I liked Halloween okay when I was a kid, but the experience was quite diluted compared to what city kids experienced. I lived on a farm, so my dad would drive my brother and me to a couple of the neighbors’ houses, and that was it. Huge Trick-or-Treat bags full of candy was not part of my childhood.
The most fun I ever had on a Halloween came during my working years at a good-sized company in South Florida. I had never dressed up at any job for that holiday, so I was considered a Halloween spoilsport of the worst kind. That’s why the year I decided to cover up from head to toe in a homemade monster-from-the-deep costume and an ugly rubber mask was a big success. I stayed far away from my own office, wandering the big common area full of accounting clerks in cubicles, supervisors in bigger cubicles, and cruising past the managers’ offices with barely a glance. I didn’t speak so no one could figure out my identity from my voice.
No one recognized me. I was in my mid-fifties, and I had finally enjoyed a Halloween to its fullest.
I’m retired now and a stay-at-home writer, I don’t go to Halloween parties, and the young Trick-or-Treaters stopped coming into the dark corner of our court years ago. We finally stopped buying the candy that we always ended up eating ourselves, and we keep the gate closed and the porch light off.

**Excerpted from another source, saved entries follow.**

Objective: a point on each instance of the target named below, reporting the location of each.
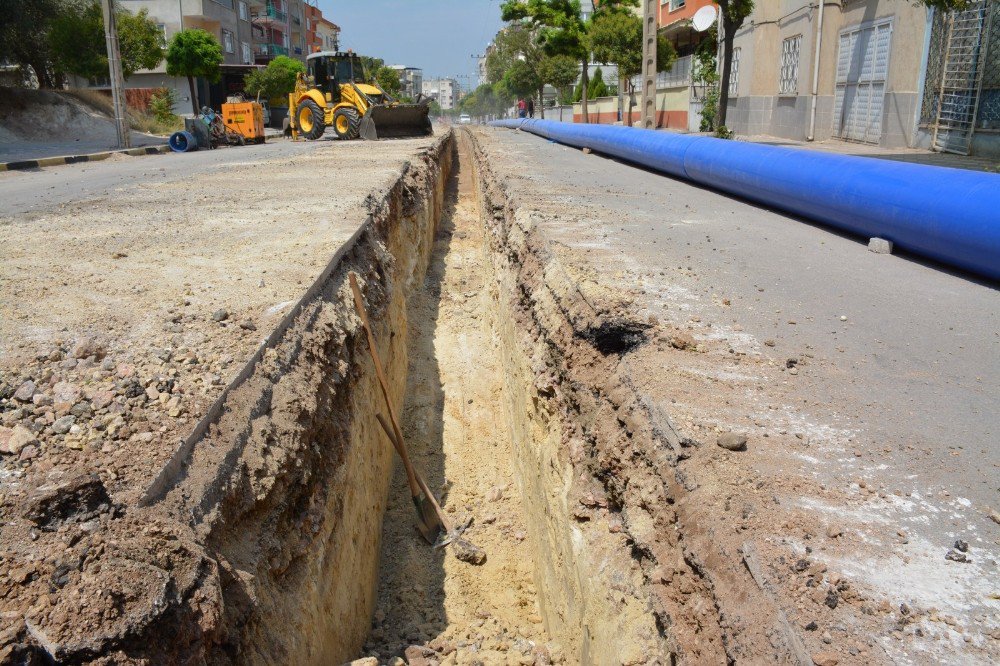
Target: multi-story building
(855, 75)
(280, 29)
(411, 80)
(441, 90)
(228, 20)
(327, 34)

In a way, it’s kind of sad to have a holiday I can’t enjoy, but Halloween and Trick-or-Treating seems outdated and even dangerous. And then there’s this thing going on about clowns. See, when I think of a clown, I think of the great sad-faced Emmett Kelly. Or all the funny-faced clowns piling into the little car at the circus. I always liked clowns.
Things change. Have they changed for you, or are you still a fan of Halloween?